Churchill Closes $1.5B Oversubscribed Co-Investment Fund
Churchill Asset Management has announced the final close of Churchill Co-Investment Fund II at its $1.5 billion hard cap, significantly exceeding initial targets amid strong investor interest. The oversubscribed fund will back equity co-investments alongside private equity sponsors in U.S. middle market companies.
The new vehicle is nearly 3.5x the size of Churchill’s inaugural co-investment fund, which closed in 2021 with $440 million. In addition to its increased scale, Fund II marks a meaningful shift in investor composition—with approximately 20% of commitments coming from Churchill’s wealth platform, reflecting growing appetite from high-net-worth individuals for private market access.
“Individual investors are increasingly focused on growing their exposure to alternative investment strategies, and the success of the fund in the wealth channel underscores the strong demand we’re seeing from high-net-worth investors for differentiated private capital opportunities,” said Moshe Bajnon, global head of Private Wealth and co-head of Investor Solutions Group at Churchill.

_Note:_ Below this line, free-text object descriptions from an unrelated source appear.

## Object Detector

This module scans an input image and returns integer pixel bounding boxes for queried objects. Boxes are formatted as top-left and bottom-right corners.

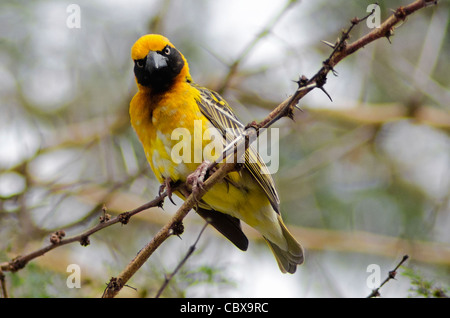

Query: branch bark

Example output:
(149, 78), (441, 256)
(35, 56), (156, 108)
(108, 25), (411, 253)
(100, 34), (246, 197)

(0, 193), (168, 273)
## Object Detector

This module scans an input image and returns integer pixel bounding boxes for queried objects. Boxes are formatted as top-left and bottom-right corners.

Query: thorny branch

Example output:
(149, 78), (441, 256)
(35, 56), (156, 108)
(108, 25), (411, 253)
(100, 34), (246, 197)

(0, 0), (438, 298)
(0, 191), (169, 273)
(102, 0), (438, 298)
(367, 255), (410, 298)
(254, 0), (439, 131)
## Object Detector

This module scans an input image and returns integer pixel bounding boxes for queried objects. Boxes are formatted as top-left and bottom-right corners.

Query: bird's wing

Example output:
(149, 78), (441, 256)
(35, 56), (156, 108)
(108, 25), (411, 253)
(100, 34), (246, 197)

(194, 85), (280, 213)
(196, 207), (249, 251)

In addition to strong participation from the private wealth channel, Churchill Co-Investment Fund II attracted commitments from a broad base of institutional investors, including sovereign wealth funds, public and corporate pensions, insurance companies, fund of funds, foundations, asset managers and family offices.

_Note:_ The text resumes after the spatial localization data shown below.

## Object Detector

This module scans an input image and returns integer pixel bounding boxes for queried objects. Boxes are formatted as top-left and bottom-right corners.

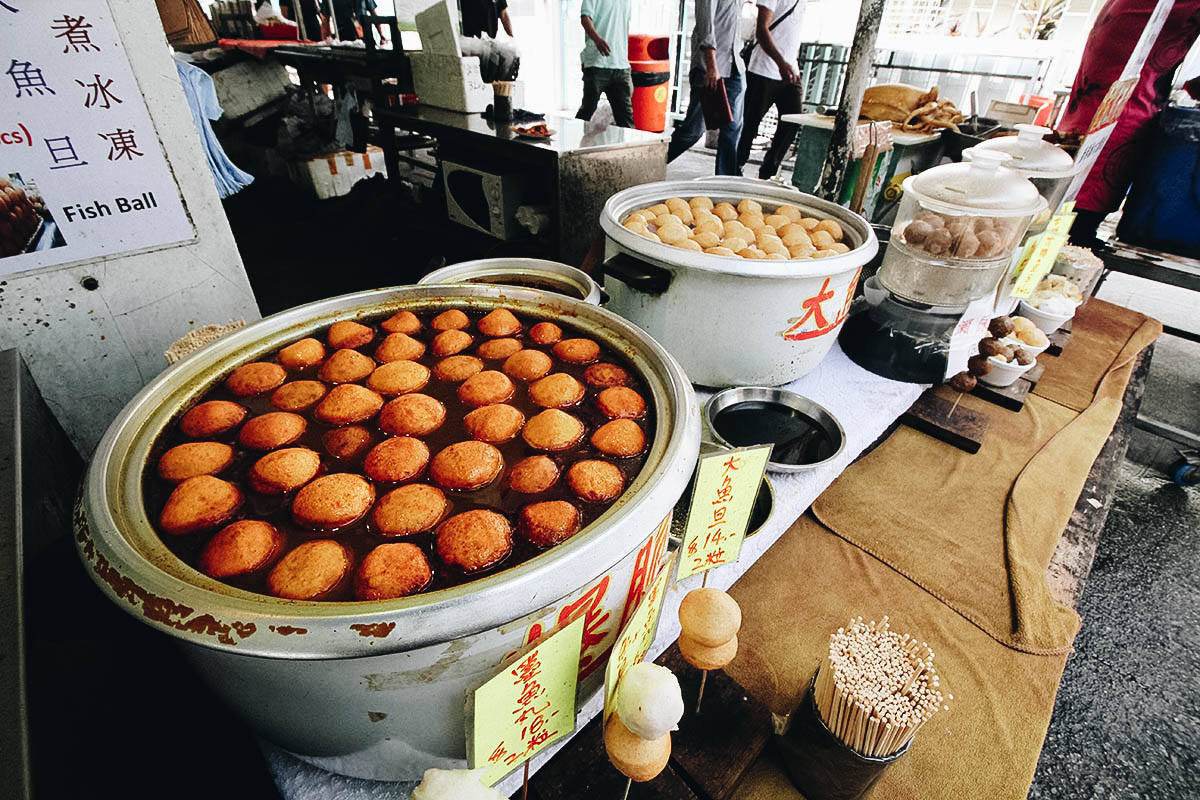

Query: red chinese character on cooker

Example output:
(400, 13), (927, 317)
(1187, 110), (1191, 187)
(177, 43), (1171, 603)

In March, the Nuveen investment specialist focused on private capital, announced the close of its third collateralized fund obligation (CFO), NPC SIP 2024-1, also referred to as the “Long Duration Bond” (LDB) at $750 million.
Churchill, a New York-based firm, has invested over $11 billion in more than 280 private equity funds since its inception, committing over $1 billion annually to U.S. middle market private equity.